Nayara recorreu ao uso terapêutico da cannabis depois que sua filha Letícia, então com 4 anos, desenvolveu a síndrome de Lennox-Gastaut, tipo raro de epilepsia na infância caracterizado por sucessivas convulsões ao longo de um dia, e chegou a ser desenganada por uma médica de São Paulo.

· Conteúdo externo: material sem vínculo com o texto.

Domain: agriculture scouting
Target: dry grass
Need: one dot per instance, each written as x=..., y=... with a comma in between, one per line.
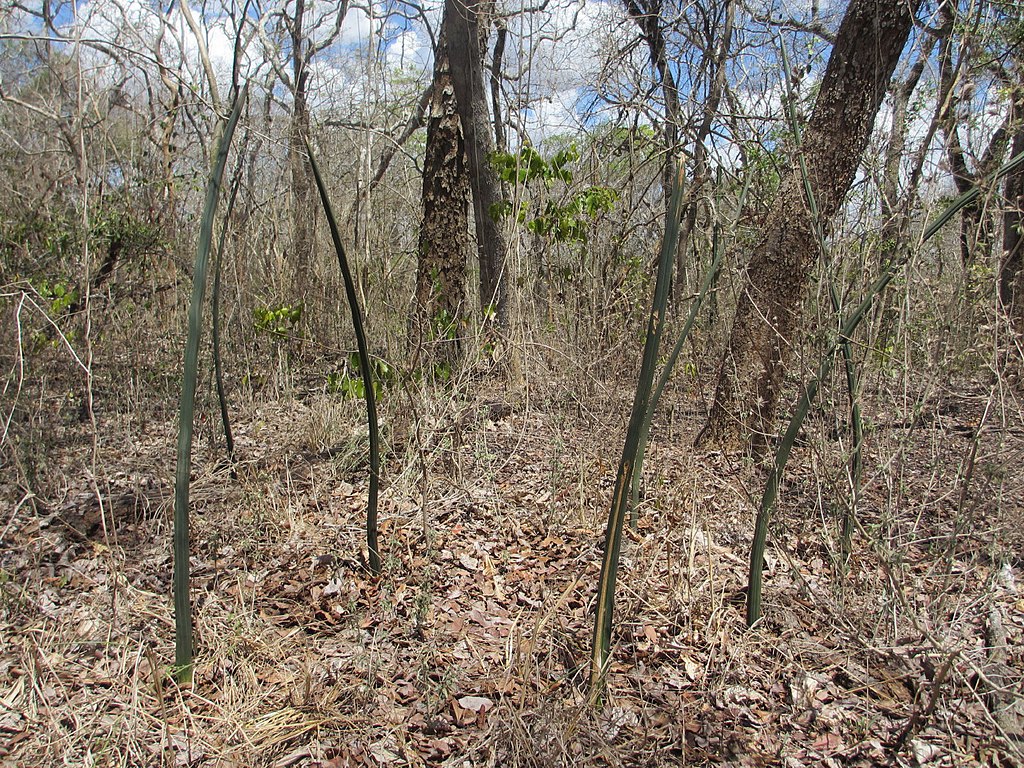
x=492, y=522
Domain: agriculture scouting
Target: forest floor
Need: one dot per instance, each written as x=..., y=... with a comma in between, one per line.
x=471, y=647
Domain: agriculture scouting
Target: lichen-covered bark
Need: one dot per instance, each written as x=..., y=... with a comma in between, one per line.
x=867, y=47
x=1012, y=266
x=469, y=20
x=439, y=307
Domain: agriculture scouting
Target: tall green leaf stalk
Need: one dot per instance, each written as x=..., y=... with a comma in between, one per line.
x=856, y=426
x=218, y=369
x=620, y=500
x=182, y=602
x=890, y=270
x=711, y=278
x=365, y=366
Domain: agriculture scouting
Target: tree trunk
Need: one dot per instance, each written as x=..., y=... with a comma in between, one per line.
x=439, y=310
x=867, y=47
x=467, y=29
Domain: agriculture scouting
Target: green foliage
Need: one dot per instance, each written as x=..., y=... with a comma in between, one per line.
x=567, y=223
x=527, y=165
x=278, y=322
x=60, y=294
x=561, y=222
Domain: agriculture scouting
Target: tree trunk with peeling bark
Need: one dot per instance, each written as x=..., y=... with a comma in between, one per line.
x=467, y=38
x=439, y=309
x=767, y=321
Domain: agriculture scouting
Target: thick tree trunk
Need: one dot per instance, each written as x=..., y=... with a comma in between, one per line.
x=466, y=31
x=977, y=221
x=439, y=309
x=765, y=328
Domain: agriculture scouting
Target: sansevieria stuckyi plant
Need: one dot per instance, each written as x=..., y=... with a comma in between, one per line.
x=624, y=478
x=891, y=269
x=182, y=602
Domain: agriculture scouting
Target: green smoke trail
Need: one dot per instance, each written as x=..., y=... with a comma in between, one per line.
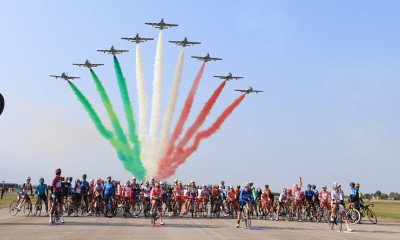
x=92, y=113
x=129, y=158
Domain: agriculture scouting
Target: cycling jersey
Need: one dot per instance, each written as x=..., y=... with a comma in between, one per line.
x=283, y=197
x=26, y=187
x=41, y=189
x=109, y=189
x=246, y=196
x=324, y=196
x=146, y=191
x=56, y=184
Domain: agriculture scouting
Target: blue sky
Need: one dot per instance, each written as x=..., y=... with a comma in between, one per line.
x=329, y=71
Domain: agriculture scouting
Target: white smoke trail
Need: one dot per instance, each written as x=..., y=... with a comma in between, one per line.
x=156, y=103
x=162, y=145
x=142, y=102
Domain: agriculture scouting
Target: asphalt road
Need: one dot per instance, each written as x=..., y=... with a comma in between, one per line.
x=20, y=227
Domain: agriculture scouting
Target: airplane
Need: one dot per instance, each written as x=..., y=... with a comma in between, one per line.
x=207, y=58
x=184, y=43
x=228, y=77
x=248, y=90
x=64, y=76
x=87, y=64
x=113, y=51
x=138, y=39
x=161, y=25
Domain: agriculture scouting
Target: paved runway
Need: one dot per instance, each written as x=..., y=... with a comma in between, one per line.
x=20, y=227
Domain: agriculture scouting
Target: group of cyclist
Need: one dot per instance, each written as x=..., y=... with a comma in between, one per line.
x=190, y=196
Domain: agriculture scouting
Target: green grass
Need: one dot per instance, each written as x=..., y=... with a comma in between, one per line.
x=5, y=202
x=386, y=209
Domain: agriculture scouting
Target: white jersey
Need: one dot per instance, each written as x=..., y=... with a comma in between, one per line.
x=283, y=197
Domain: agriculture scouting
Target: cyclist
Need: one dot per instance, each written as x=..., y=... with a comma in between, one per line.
x=360, y=195
x=231, y=196
x=77, y=197
x=178, y=197
x=26, y=186
x=297, y=197
x=128, y=195
x=98, y=192
x=57, y=194
x=266, y=203
x=84, y=191
x=246, y=196
x=42, y=191
x=354, y=196
x=155, y=196
x=309, y=195
x=337, y=201
x=283, y=200
x=109, y=193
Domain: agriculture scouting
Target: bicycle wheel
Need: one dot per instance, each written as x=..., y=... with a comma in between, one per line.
x=330, y=223
x=27, y=209
x=13, y=209
x=371, y=216
x=353, y=215
x=339, y=219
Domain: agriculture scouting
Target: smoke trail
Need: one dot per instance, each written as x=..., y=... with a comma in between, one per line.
x=156, y=101
x=142, y=102
x=127, y=103
x=170, y=108
x=182, y=154
x=201, y=117
x=185, y=112
x=92, y=113
x=130, y=161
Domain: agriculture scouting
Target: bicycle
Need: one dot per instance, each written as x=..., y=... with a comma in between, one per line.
x=246, y=215
x=337, y=220
x=370, y=214
x=353, y=215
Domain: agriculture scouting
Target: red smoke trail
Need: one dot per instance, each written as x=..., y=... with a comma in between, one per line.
x=185, y=113
x=182, y=154
x=195, y=126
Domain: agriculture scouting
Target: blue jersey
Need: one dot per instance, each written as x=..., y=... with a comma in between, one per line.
x=84, y=186
x=41, y=188
x=309, y=194
x=109, y=188
x=246, y=196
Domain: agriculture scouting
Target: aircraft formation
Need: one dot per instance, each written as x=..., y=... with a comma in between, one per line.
x=137, y=39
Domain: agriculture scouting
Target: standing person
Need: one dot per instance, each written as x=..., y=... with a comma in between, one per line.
x=246, y=196
x=27, y=186
x=57, y=193
x=42, y=191
x=155, y=196
x=85, y=191
x=337, y=201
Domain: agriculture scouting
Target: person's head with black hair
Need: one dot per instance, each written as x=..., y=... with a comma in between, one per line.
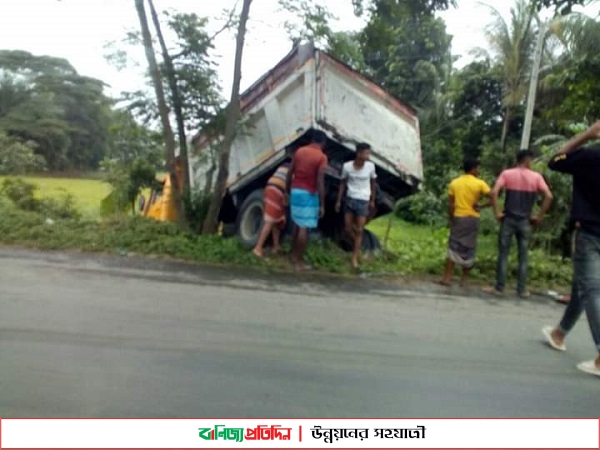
x=525, y=158
x=319, y=138
x=471, y=166
x=363, y=152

— Ela pediu para eu me preparar que as coisas não seriam fáceis, que ela iria perdendo as funções até não ter mais a possibilidade de viver. E foi nesse desespero que a cannabis apareceu na vida da “Lelê”. A minha filha que vivia internada por problemas de imunidade em UTIs e tomava antibiótico contínuo, voltou a andar. Depois da cannabis eu nunca mais dei antibiótico para Letícia, nunca mais ela internou por pneumonia. Hoje, aos  7 anos, ela voltou a ter uma vida de criança mesmo, de brincar, retornou para escola — conta Nayara, que depois da evolução de sua filha decidiu fundar  uma associação com objetivo de ajudar outras famílias com casos semelhantes ao seu.

— A qualidade de vida que ela tem hoje graças à cannabis é incrível. Então, não tem como a gente ver esses resultados e não desejar que outras crianças que passem por essa mesma situação, ou mesmo outras pessoas que sofram de doenças que respondem a essa terapêutica, não tenham acesso ou sequer conhecimento de que existe essa possibilidade — afirma Nayara.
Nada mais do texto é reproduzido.